A structured set of objections, weighed in public.

Desk editor's note, referee report, simulated authors' rebuttal, and a circularity audit. Tearing a paper down is the easy half of reading it; the pith above is the substance, this is the friction.

Referee Report

3 major / 2 minor

Summary. The manuscript introduces OpenGame, an open-source agentic framework for generating fully playable web games from high-level natural language prompts. Its core contribution is the Game Skill, which combines a Template Skill (for evolving project skeletons) and a Debug Skill (for maintaining verified fix protocols) to scaffold architectures and repair cross-file integration errors. This is powered by GameCoder-27B, a 27B-parameter code LLM trained via continual pre-training, supervised fine-tuning, and execution-grounded reinforcement learning. The authors also present OpenGame-Bench, an evaluation pipeline that assesses Build Health through headless browser execution alongside Visual Usability and Intent Alignment via VLM judging. They report state-of-the-art results across 150 diverse game prompts, claiming that prior LLMs collapse on multi-file inconsistencies while OpenGame produces end-to-end playable games.

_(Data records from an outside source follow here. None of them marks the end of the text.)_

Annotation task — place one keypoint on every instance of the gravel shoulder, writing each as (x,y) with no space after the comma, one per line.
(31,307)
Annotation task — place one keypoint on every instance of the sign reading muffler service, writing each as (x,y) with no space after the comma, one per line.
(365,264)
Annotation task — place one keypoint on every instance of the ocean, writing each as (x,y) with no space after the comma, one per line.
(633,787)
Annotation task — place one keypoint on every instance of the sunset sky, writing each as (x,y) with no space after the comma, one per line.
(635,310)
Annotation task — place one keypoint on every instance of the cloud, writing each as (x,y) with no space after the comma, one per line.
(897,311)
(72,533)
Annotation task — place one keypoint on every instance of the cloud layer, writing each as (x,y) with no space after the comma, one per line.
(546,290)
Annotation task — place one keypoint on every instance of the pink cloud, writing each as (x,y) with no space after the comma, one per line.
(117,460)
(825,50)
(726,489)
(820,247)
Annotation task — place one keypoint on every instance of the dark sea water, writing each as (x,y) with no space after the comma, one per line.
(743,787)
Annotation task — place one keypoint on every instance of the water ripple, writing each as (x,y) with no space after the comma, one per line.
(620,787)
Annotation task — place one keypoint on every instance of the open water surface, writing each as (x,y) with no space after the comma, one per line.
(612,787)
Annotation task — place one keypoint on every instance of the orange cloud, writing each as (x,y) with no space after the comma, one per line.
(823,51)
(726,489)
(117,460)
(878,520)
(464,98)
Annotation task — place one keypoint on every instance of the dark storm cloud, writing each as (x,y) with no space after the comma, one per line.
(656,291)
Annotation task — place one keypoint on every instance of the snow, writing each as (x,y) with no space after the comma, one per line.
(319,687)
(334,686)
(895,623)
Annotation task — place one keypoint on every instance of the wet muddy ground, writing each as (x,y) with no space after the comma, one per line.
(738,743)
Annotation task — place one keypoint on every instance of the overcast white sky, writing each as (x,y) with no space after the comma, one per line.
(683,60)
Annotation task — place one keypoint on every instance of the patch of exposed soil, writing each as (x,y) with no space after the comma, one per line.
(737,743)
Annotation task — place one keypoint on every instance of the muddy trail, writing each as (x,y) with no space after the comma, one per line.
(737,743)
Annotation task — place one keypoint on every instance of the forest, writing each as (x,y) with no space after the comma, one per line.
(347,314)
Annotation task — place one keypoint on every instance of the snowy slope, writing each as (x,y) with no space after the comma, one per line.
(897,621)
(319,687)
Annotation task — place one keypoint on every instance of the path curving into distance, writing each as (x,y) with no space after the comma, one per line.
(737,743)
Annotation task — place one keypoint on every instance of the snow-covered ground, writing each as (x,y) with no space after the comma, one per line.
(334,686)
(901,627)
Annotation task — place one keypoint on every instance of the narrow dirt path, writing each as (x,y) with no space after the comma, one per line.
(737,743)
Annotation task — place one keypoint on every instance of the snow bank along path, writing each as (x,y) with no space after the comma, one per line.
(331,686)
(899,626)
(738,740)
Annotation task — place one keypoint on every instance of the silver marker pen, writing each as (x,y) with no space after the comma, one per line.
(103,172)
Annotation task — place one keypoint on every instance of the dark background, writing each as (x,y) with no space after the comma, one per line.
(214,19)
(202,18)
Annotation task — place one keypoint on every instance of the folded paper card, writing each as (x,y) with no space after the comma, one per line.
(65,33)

Significance. If the central claims hold, the work would be a meaningful step forward in agentic coding for complex, interactive systems. Demonstrating reliable handling of cross-file state, scene wiring, and logical coherence in game engines goes beyond isolated code tasks and could influence broader efforts in building real-world applications with LLMs. The open release of the framework, specialized model, and benchmark would provide concrete resources for the community, particularly if the execution-grounded RL and evolving skills prove reproducible.

major comments (3)
  1. [OpenGame-Bench] OpenGame-Bench section: the evaluation delegates Visual Usability and Intent Alignment to VLM judging while using headless execution only for Build Health. This setup risks missing persistent cross-file logical incoherence (e.g., mismatched state desynchronization or scene wiring errors) that manifest only during interactive play rather than static or visual inspection, directly weakening the claim that the Template + Debug Skill pipeline systematically resolves integration errors instead of patching surface issues.
  2. [Results] Results and experimental setup: the SOTA claim on 150 prompts lacks reported baselines (including whether prior models received equivalent skills or RL stages), error bars, data splits, or handling of post-hoc fixes. Without these, it is unclear whether the reported gains reflect genuine advances in repair capability or differences in evaluation protocol.
  3. [GameCoder-27B] GameCoder-27B training pipeline: the three-stage process (continual pre-training, SFT, execution-grounded RL) is described at a high level, but no ablation results or quantitative metrics per stage are provided to show that the RL component specifically improves resolution of multi-file inconsistencies over the base model.
minor comments (2)
  1. [Introduction] The abstract and introduction use the term 'Game Skill' without an early formal definition or diagram showing how Template Skill and Debug Skill interact during agent execution.
  2. [Game Skill] Notation for the evolving library of project skeletons and the 'living protocol' of fixes is introduced informally; a small table or pseudocode example would clarify the data structures.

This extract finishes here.